The learning and teaching strategy is designed to provide:


  • A detailed introduction to the theory behind, methodology and approaches used in Bayesian statistics

  • Experience (through demonstration) of the methods used to interpret, understand and solve problems in analysis




The learning and teaching methods include:


  • face-to-face seminars and lectures, supported by face-to-face computer lab sessions designed to develop programming skills to apply Bayesian inference to analyse real-world data.

  • online recorded material designed to complement the face-to-face sessions.

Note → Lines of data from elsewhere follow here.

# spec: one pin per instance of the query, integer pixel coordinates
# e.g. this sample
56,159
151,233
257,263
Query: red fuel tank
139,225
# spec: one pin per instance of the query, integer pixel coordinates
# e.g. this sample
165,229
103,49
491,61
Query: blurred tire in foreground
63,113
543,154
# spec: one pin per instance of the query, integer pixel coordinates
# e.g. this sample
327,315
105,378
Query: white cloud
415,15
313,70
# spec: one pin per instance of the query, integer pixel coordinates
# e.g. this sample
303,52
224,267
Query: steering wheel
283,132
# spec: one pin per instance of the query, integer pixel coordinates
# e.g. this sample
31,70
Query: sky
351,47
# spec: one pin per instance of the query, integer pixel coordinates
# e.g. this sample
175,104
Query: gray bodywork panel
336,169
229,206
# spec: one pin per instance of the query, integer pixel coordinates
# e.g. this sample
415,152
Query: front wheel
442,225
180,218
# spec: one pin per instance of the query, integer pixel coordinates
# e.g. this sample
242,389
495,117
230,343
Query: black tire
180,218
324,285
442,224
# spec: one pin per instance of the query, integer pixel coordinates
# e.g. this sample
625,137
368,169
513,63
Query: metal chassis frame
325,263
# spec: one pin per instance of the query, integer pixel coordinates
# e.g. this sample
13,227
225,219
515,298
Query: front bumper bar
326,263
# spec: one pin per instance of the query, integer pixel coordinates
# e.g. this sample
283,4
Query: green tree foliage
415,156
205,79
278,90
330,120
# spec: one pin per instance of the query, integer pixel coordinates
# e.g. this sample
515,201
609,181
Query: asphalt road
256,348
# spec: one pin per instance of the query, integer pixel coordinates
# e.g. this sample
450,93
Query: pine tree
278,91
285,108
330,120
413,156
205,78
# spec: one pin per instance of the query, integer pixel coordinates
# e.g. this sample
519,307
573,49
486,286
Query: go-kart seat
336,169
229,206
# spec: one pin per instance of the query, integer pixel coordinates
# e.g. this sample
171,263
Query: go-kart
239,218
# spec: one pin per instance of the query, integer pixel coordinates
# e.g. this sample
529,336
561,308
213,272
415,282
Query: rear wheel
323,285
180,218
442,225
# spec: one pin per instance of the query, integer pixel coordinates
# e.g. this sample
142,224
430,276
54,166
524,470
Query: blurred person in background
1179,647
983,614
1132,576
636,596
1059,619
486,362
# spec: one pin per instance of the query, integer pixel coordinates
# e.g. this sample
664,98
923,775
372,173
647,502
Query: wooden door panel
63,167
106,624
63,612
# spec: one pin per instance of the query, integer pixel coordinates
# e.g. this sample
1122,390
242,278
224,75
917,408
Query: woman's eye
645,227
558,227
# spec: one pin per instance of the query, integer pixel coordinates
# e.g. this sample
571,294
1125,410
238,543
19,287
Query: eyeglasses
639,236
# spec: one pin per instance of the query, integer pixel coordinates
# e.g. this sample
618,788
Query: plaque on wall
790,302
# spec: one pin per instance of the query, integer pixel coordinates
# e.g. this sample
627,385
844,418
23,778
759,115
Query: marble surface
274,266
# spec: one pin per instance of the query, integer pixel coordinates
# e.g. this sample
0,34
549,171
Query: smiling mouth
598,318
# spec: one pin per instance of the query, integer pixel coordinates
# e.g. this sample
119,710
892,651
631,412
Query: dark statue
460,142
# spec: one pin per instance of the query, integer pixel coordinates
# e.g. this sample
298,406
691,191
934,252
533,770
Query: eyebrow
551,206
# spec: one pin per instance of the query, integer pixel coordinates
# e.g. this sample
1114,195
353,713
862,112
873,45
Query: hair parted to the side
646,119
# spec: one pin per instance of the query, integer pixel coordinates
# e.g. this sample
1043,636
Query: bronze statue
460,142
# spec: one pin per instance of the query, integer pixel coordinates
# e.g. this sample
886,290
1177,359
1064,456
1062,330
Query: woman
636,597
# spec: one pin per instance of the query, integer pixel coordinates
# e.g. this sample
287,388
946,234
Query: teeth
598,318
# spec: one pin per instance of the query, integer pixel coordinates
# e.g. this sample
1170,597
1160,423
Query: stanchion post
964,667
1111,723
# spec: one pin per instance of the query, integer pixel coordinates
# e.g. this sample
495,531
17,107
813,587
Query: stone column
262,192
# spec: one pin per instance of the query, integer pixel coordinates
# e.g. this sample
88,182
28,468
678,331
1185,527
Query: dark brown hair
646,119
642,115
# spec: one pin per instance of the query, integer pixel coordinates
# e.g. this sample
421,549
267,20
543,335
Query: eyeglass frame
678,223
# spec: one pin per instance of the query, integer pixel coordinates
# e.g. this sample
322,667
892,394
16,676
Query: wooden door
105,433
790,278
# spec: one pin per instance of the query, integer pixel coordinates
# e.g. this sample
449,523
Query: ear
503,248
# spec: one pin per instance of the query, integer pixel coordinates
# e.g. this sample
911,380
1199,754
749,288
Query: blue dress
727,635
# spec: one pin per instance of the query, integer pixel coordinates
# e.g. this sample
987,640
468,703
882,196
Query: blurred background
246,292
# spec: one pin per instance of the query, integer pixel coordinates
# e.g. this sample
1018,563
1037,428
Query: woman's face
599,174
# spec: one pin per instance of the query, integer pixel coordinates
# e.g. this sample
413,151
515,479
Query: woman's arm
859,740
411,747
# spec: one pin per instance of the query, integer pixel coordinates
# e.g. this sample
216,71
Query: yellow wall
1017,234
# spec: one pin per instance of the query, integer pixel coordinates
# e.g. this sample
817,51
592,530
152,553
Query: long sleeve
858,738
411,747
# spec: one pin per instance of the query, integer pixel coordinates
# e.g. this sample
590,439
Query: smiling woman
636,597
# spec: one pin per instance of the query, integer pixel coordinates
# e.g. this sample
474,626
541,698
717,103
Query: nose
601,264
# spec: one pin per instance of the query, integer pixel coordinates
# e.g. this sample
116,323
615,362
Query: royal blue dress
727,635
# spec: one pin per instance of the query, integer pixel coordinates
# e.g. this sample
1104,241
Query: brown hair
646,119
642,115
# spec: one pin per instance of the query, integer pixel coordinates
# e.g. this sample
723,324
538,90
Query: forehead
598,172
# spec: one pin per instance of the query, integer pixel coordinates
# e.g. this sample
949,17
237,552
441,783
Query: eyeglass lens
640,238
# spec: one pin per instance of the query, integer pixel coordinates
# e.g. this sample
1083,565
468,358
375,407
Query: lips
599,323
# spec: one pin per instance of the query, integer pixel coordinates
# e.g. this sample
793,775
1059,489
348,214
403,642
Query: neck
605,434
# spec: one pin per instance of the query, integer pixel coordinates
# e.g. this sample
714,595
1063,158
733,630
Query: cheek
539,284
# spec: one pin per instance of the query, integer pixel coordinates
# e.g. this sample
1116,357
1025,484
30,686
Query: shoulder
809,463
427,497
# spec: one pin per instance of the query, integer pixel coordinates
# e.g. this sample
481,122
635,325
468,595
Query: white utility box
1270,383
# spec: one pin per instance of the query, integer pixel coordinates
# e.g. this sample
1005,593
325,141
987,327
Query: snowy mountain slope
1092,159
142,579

Indicated Lecture Hours (which may also include seminars, tutorials, workshops and other contact time) are approximate and may include in-class tests where one or more of these are an assessment on the module. In-class tests are scheduled/organised separately to taught content and will be published on to student personal timetables, where they apply to taken modules, as soon as they are finalised by central administration. This will usually be after the initial publication of the teaching timetable for the relevant semester.

Reading list

https://readinglists.surrey.ac.uk
Upon accessing the reading list, please search for the module using the module code: MAT3052

Other information

N/A

Programmes this module appears in

Programme Semester Classification Qualifying conditions
Mathematics with Statistics MMath 1 Compulsory A weighted aggregate mark of 40% is required to pass the module
Mathematics with Statistics BSc (Hons) 1 Compulsory A weighted aggregate mark of 40% is required to pass the module
Mathematics BSc (Hons) 1 Optional A weighted aggregate mark of 40% is required to pass the module
Economics and Mathematics BSc (Hons) 1 Optional A weighted aggregate mark of 40% is required to pass the module
Financial Mathematics BSc (Hons) 1 Optional A weighted aggregate mark of 40% is required to pass the module
Mathematics MMath 1 Optional A weighted aggregate mark of 40% is required to pass the module
Mathematical Data Science MSc 1 Optional A weighted aggregate mark of 40% is required to pass the module

Please note that the information detailed within this record is accurate at the time of publishing and may be subject to change. This record contains information for the most up to date version of the programme / module for the 2022/3 academic year.